As mentioned in the previous section, bindkey -m now outputs a warning message telling you that multibyte input from the terminal is likely not to work. (See 3.5 if you don't know what this feature does.) If your terminal doesn't have characters that need to be input as multibyte, however, you can still use the meta bindings and can ignore the warning message. Use bindkey -m 2>/dev/null to suppress it.

You might also note that the latest version of the Cygwin environment for Windows supports UTF-8. In previous versions, zsh was able to compile with the MULTIBYTE option enabled, but the system didn't provide full support for it.

5.4: How can I input characters that aren't on my keyboard?

Two functions are provided with zsh that help you input characters. As with all editing widgets implemented by functions, you need to mark the function for autoload, create the widget, and, if you are going to use it frequently, bind it to a key sequence. The following binds insert-composed-char to F5 on my keyboard:


    autoload -Uz insert-composed-char
    zle -N insert-composed-char
    bindkey '\e[15~' insert-composed-char

The two widgets are described in the zshcontrib(1) manual page, but here is a brief summary:

insert-composed-char is followed by two characters that are a mnemonic for a multibyte character. For example a: is a with an Umlaut; cH is the symbol for hearts on a playing card. Various accented characters, European and related alphabets, and punctuation and mathematical symbols are available. The mnemonics are mostly those given by RFC 1345, see http://www.faqs.org/rfcs/rfc1345.html.

insert-unicode-char is used to input a Unicode character by its hexadecimal number. This is the number given in the Unicode character charts, see for example http://www.unicode.org/charts/. You need to execute the function, then type the hexadecimal number (you can omit any leading zeroes), then execute the function again.

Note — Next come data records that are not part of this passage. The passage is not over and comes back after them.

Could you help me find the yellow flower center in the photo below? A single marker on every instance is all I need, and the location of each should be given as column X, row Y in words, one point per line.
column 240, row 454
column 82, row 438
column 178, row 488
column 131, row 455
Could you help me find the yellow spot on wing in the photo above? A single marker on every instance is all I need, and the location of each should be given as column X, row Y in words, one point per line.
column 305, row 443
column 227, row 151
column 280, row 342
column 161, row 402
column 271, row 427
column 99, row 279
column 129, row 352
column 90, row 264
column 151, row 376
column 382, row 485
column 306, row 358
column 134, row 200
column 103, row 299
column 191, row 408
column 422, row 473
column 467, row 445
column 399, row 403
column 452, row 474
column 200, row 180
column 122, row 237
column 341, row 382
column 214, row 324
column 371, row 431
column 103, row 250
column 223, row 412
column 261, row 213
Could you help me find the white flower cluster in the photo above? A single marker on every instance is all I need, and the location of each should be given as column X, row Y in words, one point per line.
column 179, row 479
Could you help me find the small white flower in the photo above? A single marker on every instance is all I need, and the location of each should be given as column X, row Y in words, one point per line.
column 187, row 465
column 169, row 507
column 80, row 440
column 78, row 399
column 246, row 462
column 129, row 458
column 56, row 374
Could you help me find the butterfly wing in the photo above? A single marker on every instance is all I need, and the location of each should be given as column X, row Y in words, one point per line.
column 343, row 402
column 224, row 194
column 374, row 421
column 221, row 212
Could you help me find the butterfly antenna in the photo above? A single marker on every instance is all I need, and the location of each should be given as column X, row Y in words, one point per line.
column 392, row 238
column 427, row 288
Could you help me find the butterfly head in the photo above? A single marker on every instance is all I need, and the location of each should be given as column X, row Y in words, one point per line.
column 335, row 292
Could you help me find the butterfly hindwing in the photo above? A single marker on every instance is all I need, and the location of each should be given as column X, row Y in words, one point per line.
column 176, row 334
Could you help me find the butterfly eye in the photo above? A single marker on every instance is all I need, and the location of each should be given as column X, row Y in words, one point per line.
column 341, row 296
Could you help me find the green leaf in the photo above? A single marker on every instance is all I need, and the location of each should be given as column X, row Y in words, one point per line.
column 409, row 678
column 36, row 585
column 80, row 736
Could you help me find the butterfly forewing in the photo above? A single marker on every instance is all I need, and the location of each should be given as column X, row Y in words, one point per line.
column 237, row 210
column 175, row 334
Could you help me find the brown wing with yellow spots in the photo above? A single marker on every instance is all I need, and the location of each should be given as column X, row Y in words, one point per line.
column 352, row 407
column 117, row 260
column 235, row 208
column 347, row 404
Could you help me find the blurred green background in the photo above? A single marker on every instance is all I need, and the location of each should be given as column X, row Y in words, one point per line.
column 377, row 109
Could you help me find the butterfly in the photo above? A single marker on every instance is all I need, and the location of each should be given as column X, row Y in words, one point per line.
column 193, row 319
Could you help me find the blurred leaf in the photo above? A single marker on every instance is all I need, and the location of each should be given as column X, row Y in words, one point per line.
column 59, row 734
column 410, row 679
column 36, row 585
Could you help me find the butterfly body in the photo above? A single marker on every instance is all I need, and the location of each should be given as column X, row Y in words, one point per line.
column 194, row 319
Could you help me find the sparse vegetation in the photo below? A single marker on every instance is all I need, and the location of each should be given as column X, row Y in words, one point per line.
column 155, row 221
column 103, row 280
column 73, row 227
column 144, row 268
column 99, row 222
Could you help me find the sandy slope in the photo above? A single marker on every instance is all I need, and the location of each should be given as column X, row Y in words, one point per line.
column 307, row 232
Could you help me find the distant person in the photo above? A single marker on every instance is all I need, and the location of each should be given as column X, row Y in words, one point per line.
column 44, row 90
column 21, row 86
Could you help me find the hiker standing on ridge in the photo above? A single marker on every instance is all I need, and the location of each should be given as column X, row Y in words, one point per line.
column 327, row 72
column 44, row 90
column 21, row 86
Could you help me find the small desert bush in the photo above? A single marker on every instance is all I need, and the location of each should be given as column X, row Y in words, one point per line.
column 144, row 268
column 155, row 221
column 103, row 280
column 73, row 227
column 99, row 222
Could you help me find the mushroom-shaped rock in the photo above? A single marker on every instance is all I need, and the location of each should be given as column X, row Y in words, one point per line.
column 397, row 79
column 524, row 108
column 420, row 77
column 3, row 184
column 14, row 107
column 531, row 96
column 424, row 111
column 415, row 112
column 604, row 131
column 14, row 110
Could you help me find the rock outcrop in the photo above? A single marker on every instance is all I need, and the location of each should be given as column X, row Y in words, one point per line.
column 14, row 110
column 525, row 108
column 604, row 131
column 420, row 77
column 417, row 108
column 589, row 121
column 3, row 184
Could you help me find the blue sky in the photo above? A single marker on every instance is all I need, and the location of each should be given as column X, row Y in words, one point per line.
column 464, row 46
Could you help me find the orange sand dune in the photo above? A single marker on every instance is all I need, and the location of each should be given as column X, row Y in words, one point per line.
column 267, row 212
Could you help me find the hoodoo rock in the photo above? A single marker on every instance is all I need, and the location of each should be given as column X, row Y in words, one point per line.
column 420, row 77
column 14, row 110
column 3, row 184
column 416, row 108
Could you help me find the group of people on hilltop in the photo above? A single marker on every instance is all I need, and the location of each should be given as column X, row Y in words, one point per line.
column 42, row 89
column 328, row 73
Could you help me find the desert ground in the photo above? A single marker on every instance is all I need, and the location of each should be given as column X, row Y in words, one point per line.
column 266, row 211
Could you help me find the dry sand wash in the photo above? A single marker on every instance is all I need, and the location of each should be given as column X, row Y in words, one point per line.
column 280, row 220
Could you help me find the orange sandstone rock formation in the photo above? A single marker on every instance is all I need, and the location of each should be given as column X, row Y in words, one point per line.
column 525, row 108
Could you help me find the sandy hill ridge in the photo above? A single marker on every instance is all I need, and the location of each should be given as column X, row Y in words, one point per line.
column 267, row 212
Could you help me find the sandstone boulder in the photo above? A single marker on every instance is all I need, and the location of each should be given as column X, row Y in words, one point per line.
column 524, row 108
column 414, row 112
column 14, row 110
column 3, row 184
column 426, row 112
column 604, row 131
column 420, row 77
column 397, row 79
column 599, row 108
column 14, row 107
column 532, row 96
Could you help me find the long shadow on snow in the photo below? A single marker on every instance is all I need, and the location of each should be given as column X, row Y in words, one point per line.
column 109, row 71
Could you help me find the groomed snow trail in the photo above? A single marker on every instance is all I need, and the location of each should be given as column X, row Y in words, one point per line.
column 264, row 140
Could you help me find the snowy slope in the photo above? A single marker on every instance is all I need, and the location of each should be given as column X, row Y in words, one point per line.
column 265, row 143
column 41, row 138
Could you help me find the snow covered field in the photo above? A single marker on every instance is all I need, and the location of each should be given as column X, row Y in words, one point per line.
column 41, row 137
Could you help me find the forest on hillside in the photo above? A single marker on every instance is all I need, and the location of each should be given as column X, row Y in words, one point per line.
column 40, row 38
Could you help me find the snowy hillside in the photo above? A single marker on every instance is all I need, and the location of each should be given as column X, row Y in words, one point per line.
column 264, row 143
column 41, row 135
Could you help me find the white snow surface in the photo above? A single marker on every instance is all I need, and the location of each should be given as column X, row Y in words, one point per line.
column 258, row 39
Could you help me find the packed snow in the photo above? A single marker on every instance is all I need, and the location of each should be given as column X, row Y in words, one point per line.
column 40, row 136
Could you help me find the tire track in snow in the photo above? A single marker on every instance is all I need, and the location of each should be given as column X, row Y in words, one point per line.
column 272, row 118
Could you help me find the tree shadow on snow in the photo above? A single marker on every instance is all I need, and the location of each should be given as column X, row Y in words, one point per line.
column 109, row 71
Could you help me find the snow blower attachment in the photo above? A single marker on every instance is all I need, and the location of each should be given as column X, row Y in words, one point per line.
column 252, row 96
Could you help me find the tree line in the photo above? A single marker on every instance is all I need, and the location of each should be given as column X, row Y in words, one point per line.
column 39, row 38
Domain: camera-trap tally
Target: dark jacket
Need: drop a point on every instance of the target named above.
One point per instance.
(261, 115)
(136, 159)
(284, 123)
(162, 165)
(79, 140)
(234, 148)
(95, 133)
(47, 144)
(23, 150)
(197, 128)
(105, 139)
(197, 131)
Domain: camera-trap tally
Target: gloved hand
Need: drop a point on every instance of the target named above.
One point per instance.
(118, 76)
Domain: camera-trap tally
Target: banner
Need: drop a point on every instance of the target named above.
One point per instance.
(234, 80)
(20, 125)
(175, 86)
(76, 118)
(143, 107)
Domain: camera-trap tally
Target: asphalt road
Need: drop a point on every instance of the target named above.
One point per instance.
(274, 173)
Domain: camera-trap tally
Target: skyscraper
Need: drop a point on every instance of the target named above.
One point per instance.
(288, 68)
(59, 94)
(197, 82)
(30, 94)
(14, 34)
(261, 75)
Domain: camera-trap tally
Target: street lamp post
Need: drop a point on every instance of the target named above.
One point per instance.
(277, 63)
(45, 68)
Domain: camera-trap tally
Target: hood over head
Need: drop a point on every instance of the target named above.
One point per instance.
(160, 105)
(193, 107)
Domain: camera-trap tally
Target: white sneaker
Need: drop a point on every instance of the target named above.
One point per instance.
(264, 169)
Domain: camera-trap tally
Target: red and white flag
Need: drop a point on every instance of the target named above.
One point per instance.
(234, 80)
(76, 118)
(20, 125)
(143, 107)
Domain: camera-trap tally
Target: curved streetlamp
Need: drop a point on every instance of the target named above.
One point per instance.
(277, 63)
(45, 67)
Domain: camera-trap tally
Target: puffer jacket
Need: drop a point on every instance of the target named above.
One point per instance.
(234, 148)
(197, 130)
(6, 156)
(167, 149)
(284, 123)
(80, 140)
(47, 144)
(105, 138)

Both functions can be used without multibyte mode, provided the locale is correct and the character selected exists in the current character set; however, using UTF-8 massively extends the number of valid characters that can be produced.

If you have a recent X Window System installation, you might find the AltGr key helps you input accented Latin characters; for example on my keyboard AltGr-; e gives e with an acute accent. See also http://www.cl.cam.ac.uk/~mgk25/unicode.html#input for general information on entering Unicode characters from a keyboard.